I'm in love with your cabbage shot! So happy to have found my way here to you and congrats on the exhibition!


What a lovely bunch you all are.

Kathryn: Yes, that was well-spotted. See, I'm really just a shallow gal...he he.

Sophie: It would be good to be in the same city at once...you never know. One day, p'raps...XX

Maninas: That sounds astounding - must be beautiful to behold, too.

Chelsea: I wish you could pop over, too!

Neil: I know. I'm determined to conquer it this year, as I said, because people keep telling me how delectable it can be and I want to jump on board. Both ways, I'm afraid, but not Asian cabbages, interestingly...no idea why.

Susan: Purple - easy to see why it's considered 'royal'. Thank you - first show of many, I hope.

My Spatula: Welcome and thank you. You have a beautiful blog.

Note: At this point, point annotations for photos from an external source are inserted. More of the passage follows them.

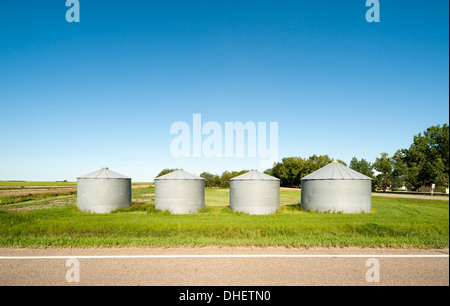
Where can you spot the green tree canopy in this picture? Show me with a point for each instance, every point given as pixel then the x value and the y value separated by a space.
pixel 427 159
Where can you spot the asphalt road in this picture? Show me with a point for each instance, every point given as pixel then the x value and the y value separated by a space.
pixel 224 267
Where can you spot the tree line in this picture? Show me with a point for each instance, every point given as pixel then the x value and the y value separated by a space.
pixel 426 162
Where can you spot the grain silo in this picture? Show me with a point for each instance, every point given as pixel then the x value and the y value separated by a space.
pixel 336 188
pixel 255 193
pixel 179 192
pixel 103 191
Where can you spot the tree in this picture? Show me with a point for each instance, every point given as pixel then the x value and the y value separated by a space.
pixel 384 166
pixel 399 169
pixel 227 176
pixel 427 159
pixel 362 166
pixel 211 180
pixel 291 169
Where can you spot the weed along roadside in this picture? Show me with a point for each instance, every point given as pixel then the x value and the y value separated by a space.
pixel 56 222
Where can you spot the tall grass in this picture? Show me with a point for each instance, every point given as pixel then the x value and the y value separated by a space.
pixel 394 222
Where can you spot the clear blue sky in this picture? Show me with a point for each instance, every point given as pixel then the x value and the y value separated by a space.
pixel 104 92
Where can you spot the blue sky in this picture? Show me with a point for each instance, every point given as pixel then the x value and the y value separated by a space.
pixel 75 97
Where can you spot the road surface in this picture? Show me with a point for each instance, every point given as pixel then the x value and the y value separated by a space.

Hello, dear Lucy. I'm w-a-a-a-y far behind in my blog reading. Am starting with yours before I leave for work, then will read Kathryn's & Sophie's later today.

I'm thrilled to hear about the show. But not surprised.

Red cabbage has never looked more beautiful to me than in these photos.

Johanna GGG

loved seeing your photos in the exhibition - although one had the light shining on it and I wanted to look at it without the glare - congratulations on being included!

your cabbage pictures are lovely - am not sure what brining cabbage means - enjoyed some roasted a few weeks back and have some sauerkraut in the fridge that is desperate to be used - hope to hear more about your cabbage adventures and that is helps your digestion system


Katrina!! I did not mean to ignore you - not at all...brain has been madly working away of late and I did read (and love) your comment, thank you. Sauerkraut is one of my favourite things to eat, so I don't know why I've not made any myself. Your bloke's rather lovely, no?

Cabbage is, I think, one of the most beautiful of veg; size and heft make up for part of that charm, but its also the way in which the leaves curl around the core, even more beautiful when it's that deep shade of blue-purple. How are you, my friend?

Elaine: Sadly, me too...behind in blog reading, that is, and I don't know that I can see a time in the near future when that will change. I know what you mean! There is an exquisite photo by the artist Craigie Horsfeld of a red cabbage that has been in my head for years:

It's kinda astonishing.

Johanna: I am SO sorry we didn't get to see one another - I saw Cindy and Anh who'd loved seeing you again and am so pleased you saw the show! My fave was the supermarket shot (one side red, other blue). Brining is about softening the cabbage with salt, massaging it and leaving it to weep for a good half hour, then rinsing and tossing into a salad. Kathryn says it's far more digestable and now I'm itching to play.


I may not like fennel or mushrooms, which you have said before is heresy, but I do love cabbage. Especially when "marinated" in some acid, salt or spice(macerated? :-)). I am a recent convert to kimchi, which is fermented spicy cabbage and SO good, it's sneak to the fridge for a wee bite good.

Oh, and BTW, that cabbage pic is amazing.
And, oh #2, congrats on the exhibition.